То, что он увидел, заставило его с силой втянуть в себя воздух и снова крепко зажмуриться. Зах лежал на спине, закинув за голову руки; покрытое кровоподтеками лицо было безмятежным и очень бледным. В центре его груди, прямо над аркой ребер, зияла рваная алая рана. Темная кровь, пузырясь, била из нее, заливая ему живот и лицо, пропитывая простыни вокруг.

Тревор не мог заставить себя поглядеть снова. Быть настоящим художником значит никогда не отводить взгляд, вспомнил он одно из писаний Крамба, хотя и был уверен, что цитата принадлежала кому-то другому. И все же он не мог открыть глаз. Вместо этого он протянул дрожащую руку, почувствовал, как пальцы уперлись в плечо Заха, осторожно провел ладонью по гофрированному холмику грудной клетки. Кожа была влажной на ощупь, почти мокрой, но Тревор не мог сказать, что это — пот или кровь. Он спустил пальцы по груди Заха, исследуя ее, как слепец, ожидая, что пальцы вот-вот провалятся в хлюпающую, с рваными краями дыру, в этот суп из мышц и органов и разбитой в щепы кости.

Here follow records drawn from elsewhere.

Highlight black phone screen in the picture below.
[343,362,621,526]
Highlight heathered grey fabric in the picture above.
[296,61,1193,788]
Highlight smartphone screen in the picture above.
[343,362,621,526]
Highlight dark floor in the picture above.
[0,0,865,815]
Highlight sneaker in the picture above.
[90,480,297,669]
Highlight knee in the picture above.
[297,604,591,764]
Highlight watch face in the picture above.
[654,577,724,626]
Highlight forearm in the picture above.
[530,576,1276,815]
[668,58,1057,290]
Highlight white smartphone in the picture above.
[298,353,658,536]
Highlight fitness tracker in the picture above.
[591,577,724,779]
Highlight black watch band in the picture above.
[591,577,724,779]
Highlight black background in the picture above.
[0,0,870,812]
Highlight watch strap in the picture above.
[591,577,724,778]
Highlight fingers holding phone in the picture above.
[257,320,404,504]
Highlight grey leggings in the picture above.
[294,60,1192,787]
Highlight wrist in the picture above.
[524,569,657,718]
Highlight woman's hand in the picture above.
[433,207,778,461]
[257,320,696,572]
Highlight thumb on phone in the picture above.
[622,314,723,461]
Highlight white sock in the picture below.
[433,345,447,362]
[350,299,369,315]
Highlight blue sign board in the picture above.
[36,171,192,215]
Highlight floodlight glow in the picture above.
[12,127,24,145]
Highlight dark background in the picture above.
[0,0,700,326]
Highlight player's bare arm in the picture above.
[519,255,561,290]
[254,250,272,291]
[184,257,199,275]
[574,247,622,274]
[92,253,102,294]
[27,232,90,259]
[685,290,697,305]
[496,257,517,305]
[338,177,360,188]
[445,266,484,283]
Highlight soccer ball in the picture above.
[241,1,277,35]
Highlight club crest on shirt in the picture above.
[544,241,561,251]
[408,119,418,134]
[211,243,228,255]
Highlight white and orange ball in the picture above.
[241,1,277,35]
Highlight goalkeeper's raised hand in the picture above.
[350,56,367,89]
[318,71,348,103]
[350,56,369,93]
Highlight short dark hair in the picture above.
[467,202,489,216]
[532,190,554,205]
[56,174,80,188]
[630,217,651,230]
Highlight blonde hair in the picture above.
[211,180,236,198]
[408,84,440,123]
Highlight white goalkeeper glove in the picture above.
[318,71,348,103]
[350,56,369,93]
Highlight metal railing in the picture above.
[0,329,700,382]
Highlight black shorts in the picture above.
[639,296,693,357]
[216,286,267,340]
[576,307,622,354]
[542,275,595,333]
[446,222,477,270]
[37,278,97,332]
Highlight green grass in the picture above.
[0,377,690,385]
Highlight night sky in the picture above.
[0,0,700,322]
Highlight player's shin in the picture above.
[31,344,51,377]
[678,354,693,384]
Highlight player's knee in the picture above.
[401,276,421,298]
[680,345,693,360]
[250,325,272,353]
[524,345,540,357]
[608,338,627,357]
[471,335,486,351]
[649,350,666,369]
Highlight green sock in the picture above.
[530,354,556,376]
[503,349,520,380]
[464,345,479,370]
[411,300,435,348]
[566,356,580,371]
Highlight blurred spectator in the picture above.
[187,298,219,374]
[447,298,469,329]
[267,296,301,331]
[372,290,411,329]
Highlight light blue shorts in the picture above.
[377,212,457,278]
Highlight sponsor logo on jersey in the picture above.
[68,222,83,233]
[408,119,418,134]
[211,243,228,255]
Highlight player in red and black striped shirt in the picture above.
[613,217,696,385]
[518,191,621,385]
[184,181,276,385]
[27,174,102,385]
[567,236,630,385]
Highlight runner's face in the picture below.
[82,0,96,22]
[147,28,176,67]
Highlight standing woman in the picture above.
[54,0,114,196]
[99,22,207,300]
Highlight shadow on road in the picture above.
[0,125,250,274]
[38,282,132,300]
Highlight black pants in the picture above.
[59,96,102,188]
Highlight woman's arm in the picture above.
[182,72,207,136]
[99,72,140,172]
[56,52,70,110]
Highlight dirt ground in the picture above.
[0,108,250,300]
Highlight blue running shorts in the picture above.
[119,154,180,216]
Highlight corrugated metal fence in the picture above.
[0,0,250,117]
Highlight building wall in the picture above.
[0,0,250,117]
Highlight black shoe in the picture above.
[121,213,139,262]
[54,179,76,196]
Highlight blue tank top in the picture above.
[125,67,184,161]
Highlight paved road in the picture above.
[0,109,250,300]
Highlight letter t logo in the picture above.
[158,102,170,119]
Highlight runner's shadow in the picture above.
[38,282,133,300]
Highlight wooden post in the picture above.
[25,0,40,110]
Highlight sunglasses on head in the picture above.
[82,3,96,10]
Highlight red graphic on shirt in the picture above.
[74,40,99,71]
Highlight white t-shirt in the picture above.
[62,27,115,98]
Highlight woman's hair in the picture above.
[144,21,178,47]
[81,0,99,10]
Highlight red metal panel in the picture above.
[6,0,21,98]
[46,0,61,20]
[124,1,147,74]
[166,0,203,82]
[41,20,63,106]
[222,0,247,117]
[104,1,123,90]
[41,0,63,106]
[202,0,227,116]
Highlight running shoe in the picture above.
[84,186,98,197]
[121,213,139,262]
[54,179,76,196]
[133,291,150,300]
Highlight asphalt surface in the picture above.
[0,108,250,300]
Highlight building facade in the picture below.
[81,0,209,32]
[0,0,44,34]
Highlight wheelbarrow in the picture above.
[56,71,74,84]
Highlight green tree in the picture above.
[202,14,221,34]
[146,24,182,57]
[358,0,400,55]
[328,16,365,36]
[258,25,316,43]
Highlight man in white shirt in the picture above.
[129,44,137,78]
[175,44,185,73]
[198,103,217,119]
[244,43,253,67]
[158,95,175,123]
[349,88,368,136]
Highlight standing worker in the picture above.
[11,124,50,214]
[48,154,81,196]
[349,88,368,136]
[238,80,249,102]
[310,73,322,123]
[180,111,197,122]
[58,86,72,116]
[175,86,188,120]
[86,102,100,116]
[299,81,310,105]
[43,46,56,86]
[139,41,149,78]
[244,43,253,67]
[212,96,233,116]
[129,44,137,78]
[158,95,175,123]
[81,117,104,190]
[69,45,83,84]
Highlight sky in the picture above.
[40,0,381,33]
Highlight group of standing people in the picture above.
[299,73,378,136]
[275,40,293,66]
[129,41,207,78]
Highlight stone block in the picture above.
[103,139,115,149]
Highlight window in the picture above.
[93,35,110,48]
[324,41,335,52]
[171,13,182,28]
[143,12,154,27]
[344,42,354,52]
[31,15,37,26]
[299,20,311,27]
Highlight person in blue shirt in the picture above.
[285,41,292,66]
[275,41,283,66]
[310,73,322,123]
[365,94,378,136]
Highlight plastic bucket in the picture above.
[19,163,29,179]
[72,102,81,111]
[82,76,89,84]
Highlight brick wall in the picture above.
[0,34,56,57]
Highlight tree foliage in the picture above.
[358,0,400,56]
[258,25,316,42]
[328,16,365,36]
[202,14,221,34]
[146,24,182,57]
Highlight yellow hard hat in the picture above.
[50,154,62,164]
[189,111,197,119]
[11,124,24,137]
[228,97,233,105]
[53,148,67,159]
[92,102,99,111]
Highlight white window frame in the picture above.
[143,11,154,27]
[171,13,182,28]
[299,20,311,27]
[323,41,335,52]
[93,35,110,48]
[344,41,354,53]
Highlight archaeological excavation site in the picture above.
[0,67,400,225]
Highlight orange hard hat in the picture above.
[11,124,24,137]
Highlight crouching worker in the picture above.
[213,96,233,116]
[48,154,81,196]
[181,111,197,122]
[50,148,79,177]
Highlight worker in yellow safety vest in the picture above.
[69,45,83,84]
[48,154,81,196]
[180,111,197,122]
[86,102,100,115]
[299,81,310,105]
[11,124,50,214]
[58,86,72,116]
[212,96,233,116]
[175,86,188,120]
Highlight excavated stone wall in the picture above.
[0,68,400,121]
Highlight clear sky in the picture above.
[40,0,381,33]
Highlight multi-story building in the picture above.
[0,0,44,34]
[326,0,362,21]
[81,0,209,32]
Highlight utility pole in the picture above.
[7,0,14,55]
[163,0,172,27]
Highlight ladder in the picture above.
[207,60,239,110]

Этого не произошло. Вместо этого он почувствовал, как под его ладонью сильно и ровно бьется сердце Заха. Зах шевелится и реагирует на его прикосновения, Зах цел и невредим. Охватившее его облегчение было таким же горячим, какой он воображал себе кровь, но гораздо слаще.

Зах проснулся от прикосновения волос Тревора, скользящих по его лицу, от прикосновения горячих губ Тревора, смыкающихся на его левом соске, почувствовал, как его рука скользит вверх по ляжке, по бедру, играет наполовину вставшим членом. И потому он не сразу вспомнил то, что случилось в ванной. А когда воспоминание вернулось, оно казалось отдаленным и ничуть не пугающим, словно отзвук дурного сна.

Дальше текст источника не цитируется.